PERMALead ist ein spezifischer Ansatz der Führungskräfteentwicklung, der 360 Grad Feedback Prozesse nutzt, um Führungskräfte dafür zu sensibilisieren, mit welcher Haltung und Verhalten sie dazu beitragen, wachstums- und potenzialfördernde Bedingungen zu schaffen. Die sogenannten PERMA Prinzipien, entlang derer das Feedback aufgebaut ist, lauten: 

P = Positive Emotionen

E = Engagement

R = Relationships (im Deutschen: Tragfähige Beziehungen)

M = Meaning (im Deutschen: Sinn der Arbeit)

A = Accomplishments (im Deutschen: Kleine Erfolge)

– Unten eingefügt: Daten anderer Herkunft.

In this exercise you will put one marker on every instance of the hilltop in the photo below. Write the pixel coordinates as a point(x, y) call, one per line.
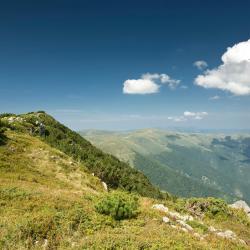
point(185, 164)
point(52, 198)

Die Fragen dahinter lauten, inwieweit ermögliche ich als Führungskraft positive Emotionen bei meinen Mitarbeitenden? Wie fördere ich mit Blick auf die spezifischen Stärken individuelles Engagement? Wie schaffe ich tragfähige Beziehungen mit meinen Kolleginnen und Kollegen? Wie vermittle ich einen Sinn in der Arbeit und wie mache ich Erreichtes sichtbar beziehungsweise würdige ich auch kleine Erfolge?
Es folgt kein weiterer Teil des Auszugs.